Our house is built on a slope so the downstairs toilet is underground and the home office has one wall underground. The house was built in 1970 so there are cavity walls above ground level but I think the bits below ground level may be solid concrete. Certainly there are some pretty big lumps of concrete at the base of the walls.
My problems are peeling paint in the toilet an a desire for better insulation in the office.
In the toilet, the paint has flaked and crumbled in a couple of local areas where something has been placed right against the wall, so restricting ventilation. Before re-decorating I am thinking of treating the wall with a 'damp seal' paint. Will this be sufficient? Would I have to strip off all the old paint first? Will this cause a greater build-up of moisture in the wall if it can't get out?
I might do the same in the office, but I was also thinking of putting Kingspan insulation on the wall first in order to improve insulation. Is that a sensible thing to do, or will I create other problems?
Both rooms seem to register humidity levels about 70-75% and there is no actual condensation forming anywhere.
What you have is almost certainly damp penetration on the earth-retaining walls. However, condensation shouldn't be ruled out either as non-cavity, earth retaining walls can also be particularly cold surfaces and so are generally more vulnerable to condensation. Further, with RH levels at around 75%, it wouldn't take much more than a moderate drop in outside temperatures for that humidity to form as condensation. The ideal RH range is widely debated, but commonly is around 40-60%, depending on the time of year.

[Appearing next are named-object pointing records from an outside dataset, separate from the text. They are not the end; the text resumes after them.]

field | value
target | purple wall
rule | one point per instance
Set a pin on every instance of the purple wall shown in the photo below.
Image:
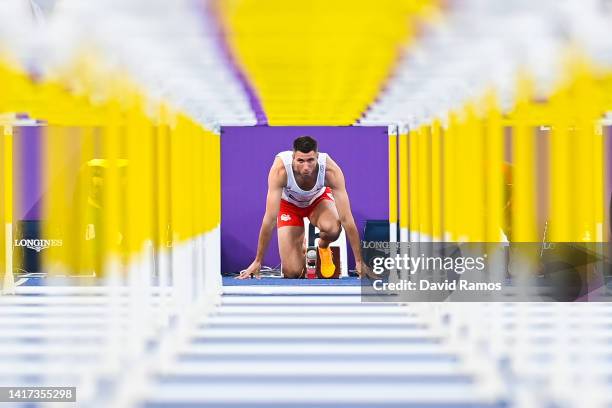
(27, 173)
(247, 154)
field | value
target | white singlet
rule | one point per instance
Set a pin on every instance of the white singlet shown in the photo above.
(292, 192)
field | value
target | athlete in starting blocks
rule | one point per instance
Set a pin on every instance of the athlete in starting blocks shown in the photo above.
(305, 183)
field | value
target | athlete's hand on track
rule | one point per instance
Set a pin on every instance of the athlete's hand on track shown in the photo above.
(253, 269)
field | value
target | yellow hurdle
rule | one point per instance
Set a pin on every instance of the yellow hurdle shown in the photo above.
(393, 180)
(405, 197)
(523, 144)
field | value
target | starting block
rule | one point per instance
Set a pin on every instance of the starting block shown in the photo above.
(313, 263)
(338, 248)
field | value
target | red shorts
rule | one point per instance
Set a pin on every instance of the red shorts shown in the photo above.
(292, 215)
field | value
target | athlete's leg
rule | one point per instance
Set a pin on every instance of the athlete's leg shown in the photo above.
(291, 249)
(325, 217)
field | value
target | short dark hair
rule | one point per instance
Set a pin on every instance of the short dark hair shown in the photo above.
(304, 144)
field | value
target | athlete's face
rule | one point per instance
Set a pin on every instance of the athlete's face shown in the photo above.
(305, 164)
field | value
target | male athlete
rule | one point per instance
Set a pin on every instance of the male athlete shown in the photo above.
(300, 184)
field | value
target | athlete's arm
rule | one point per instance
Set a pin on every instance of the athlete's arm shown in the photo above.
(334, 178)
(276, 180)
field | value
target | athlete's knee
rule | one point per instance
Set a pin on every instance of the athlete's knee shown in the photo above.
(330, 230)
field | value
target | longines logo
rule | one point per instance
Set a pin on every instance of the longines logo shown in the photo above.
(38, 244)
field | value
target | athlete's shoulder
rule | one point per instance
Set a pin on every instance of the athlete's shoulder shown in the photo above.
(330, 164)
(333, 173)
(278, 174)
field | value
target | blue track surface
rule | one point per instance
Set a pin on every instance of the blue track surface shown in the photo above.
(231, 281)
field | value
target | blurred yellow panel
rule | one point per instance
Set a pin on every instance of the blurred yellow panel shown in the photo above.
(318, 62)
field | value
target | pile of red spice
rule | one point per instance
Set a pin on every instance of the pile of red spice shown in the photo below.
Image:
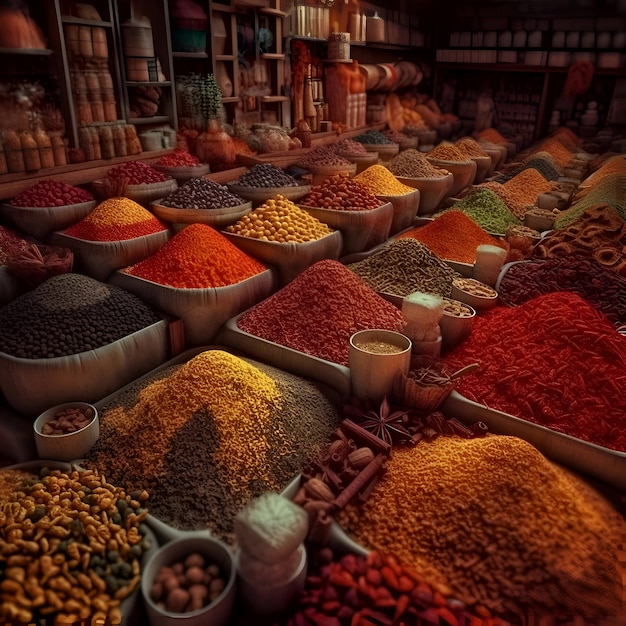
(198, 257)
(319, 311)
(554, 361)
(454, 236)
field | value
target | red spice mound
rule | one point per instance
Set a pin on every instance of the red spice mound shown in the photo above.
(198, 257)
(319, 311)
(454, 236)
(555, 361)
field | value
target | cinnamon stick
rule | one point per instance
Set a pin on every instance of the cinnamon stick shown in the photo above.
(371, 441)
(367, 474)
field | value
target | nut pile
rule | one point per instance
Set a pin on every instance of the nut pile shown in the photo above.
(373, 136)
(70, 543)
(202, 193)
(403, 267)
(475, 287)
(135, 173)
(69, 314)
(68, 420)
(265, 175)
(456, 308)
(279, 219)
(341, 193)
(187, 585)
(49, 193)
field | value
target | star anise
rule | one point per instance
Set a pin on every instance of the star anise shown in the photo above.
(383, 423)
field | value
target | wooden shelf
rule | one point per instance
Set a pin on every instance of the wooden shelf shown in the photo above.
(72, 174)
(189, 55)
(274, 98)
(42, 52)
(155, 119)
(68, 19)
(148, 83)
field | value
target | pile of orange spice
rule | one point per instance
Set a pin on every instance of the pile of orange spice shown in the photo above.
(454, 236)
(197, 257)
(526, 186)
(116, 219)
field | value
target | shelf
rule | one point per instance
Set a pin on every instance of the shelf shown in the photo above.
(274, 98)
(149, 83)
(72, 174)
(68, 19)
(155, 119)
(43, 52)
(189, 55)
(275, 12)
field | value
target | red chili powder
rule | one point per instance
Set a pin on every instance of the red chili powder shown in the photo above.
(555, 361)
(197, 257)
(319, 311)
(454, 236)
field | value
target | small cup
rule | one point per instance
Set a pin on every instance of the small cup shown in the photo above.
(372, 373)
(219, 611)
(71, 446)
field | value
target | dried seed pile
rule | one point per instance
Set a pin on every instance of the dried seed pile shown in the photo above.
(454, 236)
(319, 311)
(69, 314)
(70, 543)
(487, 210)
(604, 288)
(202, 193)
(497, 523)
(266, 175)
(405, 266)
(557, 362)
(207, 436)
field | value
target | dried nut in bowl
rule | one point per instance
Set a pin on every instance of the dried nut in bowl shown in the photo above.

I doubt that damp stop paint will suffice in this situation. Firstly, said paint isn't particularly effective and, in addition, is intended for much smaller jobs. If you have penetrating damp as you've described and you use the damp stop paint, this might hold it back for a short time, but, as you say, where the water is being held back, pressure builds and commonly results in a water shift (water coming through in new areas. The other (more likely) outcome is that the damp stop paint won't be effective and will break down in a short time.
Another problem that you'll likely have is salt-contaminated wall plaster. Said salts will have been carried from the earth through the masonry by the penetrating damp and will now be lodged in the plasterwork. These salts present a problem as they are hygroscopic (meaning that they attract water vapour and hold it), this can make the walls appear damp, especially with high RH levels as you have.
The solution that I would recommend is instructing a suitable CSSW surveyor to provide a quote to you for a waterproofing system to be installed. This will include the installation of a continuous waterproof membrane which will be let into the floors, joined with the DPC and sealed. Depending on the exact conditions, a sump/pump may be required. Additionally, it might be wise to cover the membrane with insulated plasterboard (and a specialist thermal plaster if you're really keen), which will help keep the internal surfaces warmer and less prone to condensation. Before that can take place, the existing wall plaster would need to be removed and the surface prepared for the membrane.
That will sound like a great deal of work, but it shouldn't take a competent company too long to complete. What's more, this is the only likely solution to achieving a cellar free of damp and condensation.